In the 2017 financial year, the Tower Cranes division achieved sales revenues of €537 million. This represents a €127 million (or 31.0 %) sales increase compared to the previous year.
The business climate for the Tower Cranes division in 2017 was marked by renewed intensification in price pressure. This is primarily due to the decline in investment appetite outside Europe. Furthermore, the industry-wide trend towards more rental and used machinery continued, which also had an impact on business development.
Positive influences on sales primarily consisted of rising construction volumes in Germany, the Benelux and Scandinavia, as well as the implementation of several major projects, including “Grand Paris” in France. For these reasons, business was very favourable in general. At the end of the financial year, sales figures had reached a total of approximately €537 million, representing a nearly 31.0 % increase.
New equipment sales were critical to the division’s growth.
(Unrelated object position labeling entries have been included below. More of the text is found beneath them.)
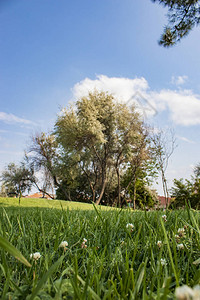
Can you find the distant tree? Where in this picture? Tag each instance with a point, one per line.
(101, 136)
(17, 179)
(183, 15)
(43, 157)
(163, 145)
(187, 192)
(137, 188)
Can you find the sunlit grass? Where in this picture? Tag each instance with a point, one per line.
(98, 254)
(59, 204)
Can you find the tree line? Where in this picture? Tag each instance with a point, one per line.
(100, 151)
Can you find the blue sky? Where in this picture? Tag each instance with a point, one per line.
(54, 51)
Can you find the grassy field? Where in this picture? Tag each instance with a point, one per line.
(59, 204)
(127, 255)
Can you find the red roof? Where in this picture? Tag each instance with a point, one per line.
(162, 202)
(38, 195)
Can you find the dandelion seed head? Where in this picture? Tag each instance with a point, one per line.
(159, 243)
(163, 262)
(180, 246)
(63, 244)
(130, 226)
(184, 293)
(35, 255)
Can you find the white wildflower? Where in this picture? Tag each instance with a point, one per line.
(159, 244)
(63, 244)
(163, 262)
(164, 218)
(130, 226)
(196, 291)
(35, 255)
(180, 246)
(83, 245)
(177, 237)
(181, 232)
(184, 293)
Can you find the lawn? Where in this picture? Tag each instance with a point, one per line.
(113, 254)
(59, 204)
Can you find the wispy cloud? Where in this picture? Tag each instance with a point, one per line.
(179, 80)
(185, 139)
(10, 118)
(183, 106)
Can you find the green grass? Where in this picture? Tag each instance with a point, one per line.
(117, 264)
(59, 204)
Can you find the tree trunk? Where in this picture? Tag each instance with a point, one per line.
(134, 194)
(119, 187)
(102, 192)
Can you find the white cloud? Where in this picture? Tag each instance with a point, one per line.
(183, 106)
(185, 139)
(179, 80)
(123, 88)
(10, 118)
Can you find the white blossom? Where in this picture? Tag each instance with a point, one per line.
(186, 293)
(35, 255)
(164, 218)
(163, 262)
(159, 244)
(180, 246)
(63, 244)
(130, 226)
(181, 232)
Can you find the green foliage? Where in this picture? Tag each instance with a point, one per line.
(118, 263)
(188, 192)
(100, 137)
(145, 197)
(17, 179)
(183, 16)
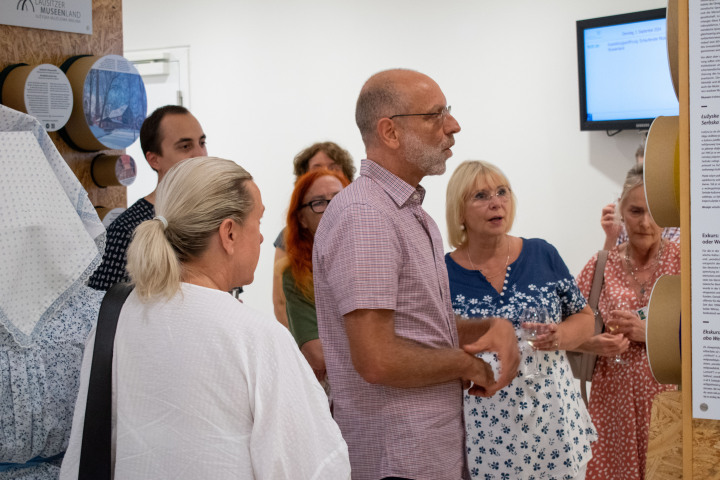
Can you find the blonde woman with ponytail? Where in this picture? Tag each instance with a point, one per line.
(203, 385)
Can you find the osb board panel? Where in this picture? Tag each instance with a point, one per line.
(34, 46)
(706, 449)
(664, 458)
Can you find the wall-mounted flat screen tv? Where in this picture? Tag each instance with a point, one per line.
(623, 71)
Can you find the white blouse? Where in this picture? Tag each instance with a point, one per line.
(206, 387)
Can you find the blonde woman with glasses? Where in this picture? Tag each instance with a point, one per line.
(538, 424)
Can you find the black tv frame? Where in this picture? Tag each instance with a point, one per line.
(582, 25)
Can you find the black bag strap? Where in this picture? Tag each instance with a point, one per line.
(96, 440)
(595, 289)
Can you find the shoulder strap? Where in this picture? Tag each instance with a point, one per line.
(96, 442)
(588, 359)
(597, 284)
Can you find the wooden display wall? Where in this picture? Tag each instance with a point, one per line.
(35, 46)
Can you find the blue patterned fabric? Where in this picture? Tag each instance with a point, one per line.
(534, 428)
(119, 233)
(39, 385)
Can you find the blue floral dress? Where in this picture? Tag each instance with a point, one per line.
(534, 428)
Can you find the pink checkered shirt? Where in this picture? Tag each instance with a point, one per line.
(376, 248)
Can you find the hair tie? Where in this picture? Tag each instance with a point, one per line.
(162, 220)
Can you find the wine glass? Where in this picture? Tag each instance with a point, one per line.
(529, 334)
(619, 305)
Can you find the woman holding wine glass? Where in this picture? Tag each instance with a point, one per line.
(538, 424)
(622, 384)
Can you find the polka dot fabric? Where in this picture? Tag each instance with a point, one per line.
(621, 395)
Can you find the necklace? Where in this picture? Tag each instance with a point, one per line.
(488, 277)
(632, 270)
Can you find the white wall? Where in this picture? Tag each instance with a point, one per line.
(269, 77)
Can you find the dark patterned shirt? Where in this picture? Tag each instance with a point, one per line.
(112, 269)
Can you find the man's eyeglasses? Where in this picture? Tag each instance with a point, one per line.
(317, 206)
(483, 197)
(442, 114)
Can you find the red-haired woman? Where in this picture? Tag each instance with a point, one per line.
(311, 196)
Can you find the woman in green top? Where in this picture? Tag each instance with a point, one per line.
(311, 196)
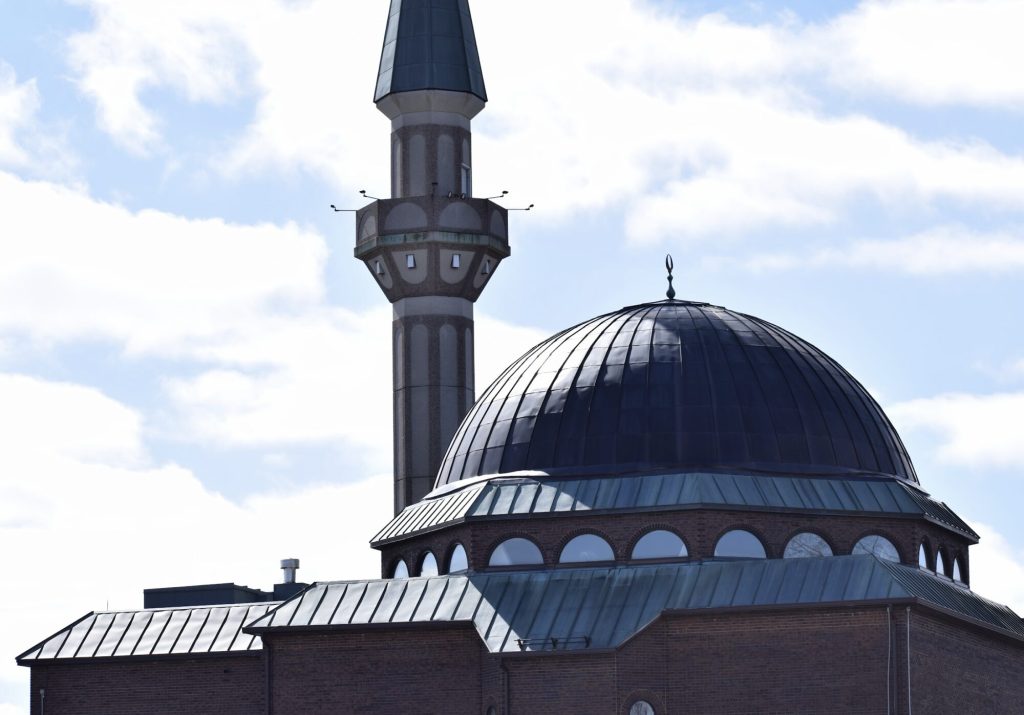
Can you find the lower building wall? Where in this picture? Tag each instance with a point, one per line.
(809, 661)
(818, 660)
(961, 670)
(418, 670)
(229, 685)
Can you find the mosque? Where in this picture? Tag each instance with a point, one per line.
(673, 508)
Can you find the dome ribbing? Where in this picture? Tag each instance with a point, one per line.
(675, 385)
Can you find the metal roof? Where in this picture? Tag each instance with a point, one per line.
(207, 629)
(578, 608)
(523, 496)
(430, 44)
(675, 385)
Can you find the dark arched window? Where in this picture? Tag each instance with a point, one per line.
(428, 566)
(659, 544)
(516, 551)
(806, 545)
(878, 545)
(587, 547)
(739, 544)
(458, 561)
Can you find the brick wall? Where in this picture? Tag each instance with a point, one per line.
(228, 685)
(961, 670)
(808, 660)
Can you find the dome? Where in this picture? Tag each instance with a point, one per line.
(675, 385)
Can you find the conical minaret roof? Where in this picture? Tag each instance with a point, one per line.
(430, 44)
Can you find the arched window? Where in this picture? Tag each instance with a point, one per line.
(806, 545)
(429, 565)
(587, 547)
(739, 544)
(659, 544)
(642, 707)
(458, 561)
(878, 545)
(516, 551)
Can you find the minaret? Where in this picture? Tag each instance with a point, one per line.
(431, 247)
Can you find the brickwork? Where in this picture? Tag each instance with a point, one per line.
(797, 660)
(399, 670)
(962, 670)
(229, 685)
(698, 529)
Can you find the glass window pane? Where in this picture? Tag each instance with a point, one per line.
(739, 544)
(807, 545)
(429, 565)
(516, 552)
(642, 708)
(458, 562)
(878, 545)
(587, 547)
(659, 544)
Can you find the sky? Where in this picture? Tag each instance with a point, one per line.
(195, 377)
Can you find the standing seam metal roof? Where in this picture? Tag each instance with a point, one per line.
(579, 608)
(192, 630)
(430, 44)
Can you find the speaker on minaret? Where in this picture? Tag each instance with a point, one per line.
(431, 247)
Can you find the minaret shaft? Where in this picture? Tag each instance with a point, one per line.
(431, 160)
(431, 247)
(433, 387)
Concentration on Western European markets
In terms of regional developments, sales growth was clearly concentrated in the Western European markets. In Germany, the division even reported a 41.8 % or €47 million increase in sales. There was hardly any increase in demand in Eastern Europe, even the turnover in Russia grew by 40.2 %. On the American continent the revenue increased by 18.6 %, in the Far East / Australia as well as the Near and Middle East, the Tower Cranes division achieved a sales increase of about 15 %, respectively.
New equipment sales were critical to the division’s growth, with a €64 million increase over the year before. Outstanding performers included bottom-slewing cranes, top-slewing cranes as well as mobile construction cranes. There was a slight downturn only in the sale of luffing jib cranes. The division also succeeded in significantly increasing revenues with rental and used machinery. The individual projects business, which led to several major contracts in recent years, was largely absent last year.
Many developments completed
In product development, the division reached several milestones last year. Prototype construction for a new, large bottom-slewing crane completed, along with the development of the 190 HC-L and 230 HC-L top-slewing cranes. Development of the first flat-top crane in the new EC-B series also wrapped up. Despite significant reductions in the weight of the components, maximum load capacities were successfully increased by 19.0 %. Development is also under way for the second model in the new EC-B series.
Development for the high-strength fibre rope soLITE® is now nearly completed. At the moment, the new rope technology is being tested in the field to gather additional data in anticipation of the 2019 market launch at the Bauma trade fair.
Furthermore, the division’s experts kicked off last year by developing crane software for a new control generation. The control hardware was developed in-house by Liebherr and is now being used by multiple plants within the Group. This project aims to standardise input devices, such as displays, throughout all crane series, establishing uniform menu navigation for many Liebherr machines.
With an investment volume of around €70 million in the reporting year, the Tower Cranes division maintained the same level of investment as 2016. In particular, investments were devoted to expanding the rental park.
Business is expected to develop at a similar high level in the year ahead, thanks to the high volume of orders on hand and a stable business environment in the core region of Western Europe.